Scientific classification
- Kingdom: Plantae
- Clade: Embryophytes
- Clade: Tracheophytes
- Clade: Angiosperms
- Clade: Monocots
- Clade: Commelinids
- Order: Poales
- Family: Poaceae
- Genus: Rytidosperma
- Species: R. setifolium
- Binomial name: Rytidosperma setifolium (Hook.f.) Connor & Edgar

= Rytidosperma setifolium =

- Genus: Rytidosperma
- Species: setifolium
- Authority: (Hook.f.) Connor & Edgar
- Conservation status: NT

Species of flowering plant

Rytidosperma setifolium, the bristle tussock or mountain danthonia, is a species of grass, endemic to New Zealand. It is known largely from alpine areas.

==Description==
Rytidosperma setifolium is a perennial plant. It grows in low tussocks. The glumes are purple, from red to black.

==Distribution and habitat==
Rytidosperma setifolium is known from the North, South, and Stewart Island in New Zealand.
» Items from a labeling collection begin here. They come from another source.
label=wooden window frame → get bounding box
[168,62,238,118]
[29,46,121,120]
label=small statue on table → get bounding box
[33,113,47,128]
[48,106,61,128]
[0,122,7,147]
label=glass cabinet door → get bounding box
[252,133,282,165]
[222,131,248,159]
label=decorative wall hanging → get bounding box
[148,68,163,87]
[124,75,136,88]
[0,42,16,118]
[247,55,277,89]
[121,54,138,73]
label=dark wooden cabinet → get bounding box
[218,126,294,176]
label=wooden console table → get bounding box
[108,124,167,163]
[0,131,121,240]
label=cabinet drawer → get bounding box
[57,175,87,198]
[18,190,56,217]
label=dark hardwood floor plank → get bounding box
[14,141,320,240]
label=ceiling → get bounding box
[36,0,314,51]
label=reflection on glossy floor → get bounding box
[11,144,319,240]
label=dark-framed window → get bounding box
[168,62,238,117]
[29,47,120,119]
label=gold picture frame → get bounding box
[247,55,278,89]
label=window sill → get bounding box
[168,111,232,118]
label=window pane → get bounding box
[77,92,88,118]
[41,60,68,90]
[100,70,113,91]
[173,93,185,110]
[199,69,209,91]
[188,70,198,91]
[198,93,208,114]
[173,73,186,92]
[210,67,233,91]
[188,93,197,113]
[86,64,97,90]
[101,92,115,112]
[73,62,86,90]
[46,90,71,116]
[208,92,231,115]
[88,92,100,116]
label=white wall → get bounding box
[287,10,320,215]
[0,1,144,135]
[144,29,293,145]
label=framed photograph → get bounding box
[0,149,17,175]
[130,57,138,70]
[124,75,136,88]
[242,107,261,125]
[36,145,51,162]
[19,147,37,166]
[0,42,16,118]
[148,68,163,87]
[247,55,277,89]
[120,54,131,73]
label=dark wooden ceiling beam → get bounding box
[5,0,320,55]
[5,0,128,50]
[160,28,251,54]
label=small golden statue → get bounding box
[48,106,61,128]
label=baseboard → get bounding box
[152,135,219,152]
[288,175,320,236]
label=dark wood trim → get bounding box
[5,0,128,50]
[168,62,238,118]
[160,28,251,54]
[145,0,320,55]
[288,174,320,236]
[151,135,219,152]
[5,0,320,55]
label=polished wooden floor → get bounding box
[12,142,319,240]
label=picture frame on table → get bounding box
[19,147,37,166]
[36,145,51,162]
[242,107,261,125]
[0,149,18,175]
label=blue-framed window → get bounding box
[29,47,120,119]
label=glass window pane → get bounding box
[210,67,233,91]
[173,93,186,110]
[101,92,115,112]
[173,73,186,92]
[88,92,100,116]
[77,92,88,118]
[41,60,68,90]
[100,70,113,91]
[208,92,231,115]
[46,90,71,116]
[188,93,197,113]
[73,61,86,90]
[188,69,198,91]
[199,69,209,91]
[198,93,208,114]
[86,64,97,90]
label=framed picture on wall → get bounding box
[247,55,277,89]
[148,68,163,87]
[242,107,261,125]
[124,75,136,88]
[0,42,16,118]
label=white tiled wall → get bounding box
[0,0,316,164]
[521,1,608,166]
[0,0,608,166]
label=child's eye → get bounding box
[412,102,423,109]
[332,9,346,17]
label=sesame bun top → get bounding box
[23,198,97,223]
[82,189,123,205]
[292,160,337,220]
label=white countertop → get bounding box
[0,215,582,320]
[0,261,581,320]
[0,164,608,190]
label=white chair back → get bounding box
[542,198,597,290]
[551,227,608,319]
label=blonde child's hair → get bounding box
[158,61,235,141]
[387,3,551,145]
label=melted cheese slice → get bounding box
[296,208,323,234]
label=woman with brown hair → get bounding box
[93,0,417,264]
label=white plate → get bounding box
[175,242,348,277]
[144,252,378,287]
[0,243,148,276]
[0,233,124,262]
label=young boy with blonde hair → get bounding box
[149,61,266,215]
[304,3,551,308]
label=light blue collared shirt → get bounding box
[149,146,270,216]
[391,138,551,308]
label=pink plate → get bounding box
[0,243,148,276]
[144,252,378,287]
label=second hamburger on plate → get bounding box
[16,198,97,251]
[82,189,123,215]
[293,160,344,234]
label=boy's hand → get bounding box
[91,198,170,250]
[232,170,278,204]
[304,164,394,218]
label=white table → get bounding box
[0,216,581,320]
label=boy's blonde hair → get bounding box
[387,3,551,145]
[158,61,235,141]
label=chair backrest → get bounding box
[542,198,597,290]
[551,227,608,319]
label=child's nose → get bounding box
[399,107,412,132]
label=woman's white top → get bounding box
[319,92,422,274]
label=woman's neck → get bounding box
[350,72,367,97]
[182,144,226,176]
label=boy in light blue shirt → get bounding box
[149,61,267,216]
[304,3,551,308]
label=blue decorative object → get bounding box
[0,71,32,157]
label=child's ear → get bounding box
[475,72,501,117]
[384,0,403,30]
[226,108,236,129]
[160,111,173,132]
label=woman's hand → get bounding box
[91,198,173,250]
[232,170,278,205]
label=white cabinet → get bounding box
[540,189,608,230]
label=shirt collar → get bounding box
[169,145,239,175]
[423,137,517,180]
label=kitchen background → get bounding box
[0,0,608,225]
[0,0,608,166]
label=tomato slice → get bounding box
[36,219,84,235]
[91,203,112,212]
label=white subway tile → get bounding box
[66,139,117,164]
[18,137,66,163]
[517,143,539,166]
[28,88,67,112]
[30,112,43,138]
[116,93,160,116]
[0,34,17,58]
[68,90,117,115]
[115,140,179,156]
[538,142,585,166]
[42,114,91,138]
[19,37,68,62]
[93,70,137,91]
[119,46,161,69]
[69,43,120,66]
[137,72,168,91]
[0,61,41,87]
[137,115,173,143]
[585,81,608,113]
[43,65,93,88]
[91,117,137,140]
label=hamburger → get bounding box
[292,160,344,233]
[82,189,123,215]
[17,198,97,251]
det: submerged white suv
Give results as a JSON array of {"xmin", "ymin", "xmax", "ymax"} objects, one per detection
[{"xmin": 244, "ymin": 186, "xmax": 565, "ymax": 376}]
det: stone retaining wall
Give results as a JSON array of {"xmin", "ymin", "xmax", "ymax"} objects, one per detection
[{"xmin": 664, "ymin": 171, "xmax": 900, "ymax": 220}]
It grows in mountainous areas, particularly in rocky areas in the northern part of its range.

== Ecology ==
The rust fungus Uromyces danthoniae, a species found that grows parasitically on the leaves of several Rytidosperma species in New Zealand and Australia, infects Rytidosperma setifolium. It forms dense clusters of orange-brown aecidia on both surfaces of the leaf.

==Etymology==
Setifolium means 'bristle-leaved' in Latin.